Janis: little girl blue

A trajetória da pequena texana, feliz e solitária, que mudou de vez a história do rock.

Por Luiz Joaquim | 03.08.2016 (quarta-feira)

Ela morreu em 1970, aos 27 anos, por uma overdose de heroína. No pouco tempo de vida, tornou-se a primeira grande referência feminina na história do rock’n’roll. E assim será lembrada para todo o sempre.

A pergunta é: por que demorou tanto tempo para termos um documentário sobre a Rainha do Rock? Talvez a resposta esteja no fato de que eram muitos os arquivos visuais e as histórias em torno de Janis. E reuni-las a ponto de verdadeiramente instigar o espectador pelo espírito livre e pelo talento musical da artista era algo a ser desenvolvido com calma, como foi este Janis, little girl blue (EUA, 2015), filme que tomou sete anos da vida da diretora Amy Berg – e amanhã (04/08) finalmente em cartaz no Recife (no Cinema do Museu).

E, curiosamente, da mesma forma que a vida da rock star foi breve, assim parece ser o encadeamento das históricas montadas nesta sua cinebiografia. Em 104 minutos, somos colocados rapidamente a cada uma das fases da cantora, que levaram à seguinte, e à seguinte, e à seguinte fase até o fatídico outubro de 1970.

 

Amy Berg opta por pontuar o seu enredo, logo a partir da adolescência da cantora, destacando a maneira espontânea e deslocada de Joplin na pequena cidade onde nasceu – Port Arthur, Texas, sendo o depoimento da irmã Laura Joplin o mais determinante aqui.
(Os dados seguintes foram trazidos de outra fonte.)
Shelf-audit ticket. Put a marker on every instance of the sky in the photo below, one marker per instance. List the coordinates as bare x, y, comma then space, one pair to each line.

Agregue-se a isso o seu modo incompatível com a própria família, naquele lugar tradicionalista, cuja aparência da menina não se encaixava nos padrões de beleza daquela sociedade ortodoxa, o que a tornava uma estranha no ninho e, consequentemente, enjeitada pelos rapazes.

Berg consegue registrar as memórias de colegas de Port Arthur, que recorda o quanto Janis eram “perigosa” naquela época, quando todos saíam para se divertir e “ela provocava os rapazes nos bares. Sempre corríamos fugidos de lá”, conta um colega da época do ensino médio.

Como não podia deixar de ser, foi pela música que a cantora encontrou sua turma e iniciou os primeiros intercursos cantando, não rock, mas blues e soul. Fã de Aretha Franklin e Otis Redding, ela impressionava ao imitar perfeitamente seus ídolos.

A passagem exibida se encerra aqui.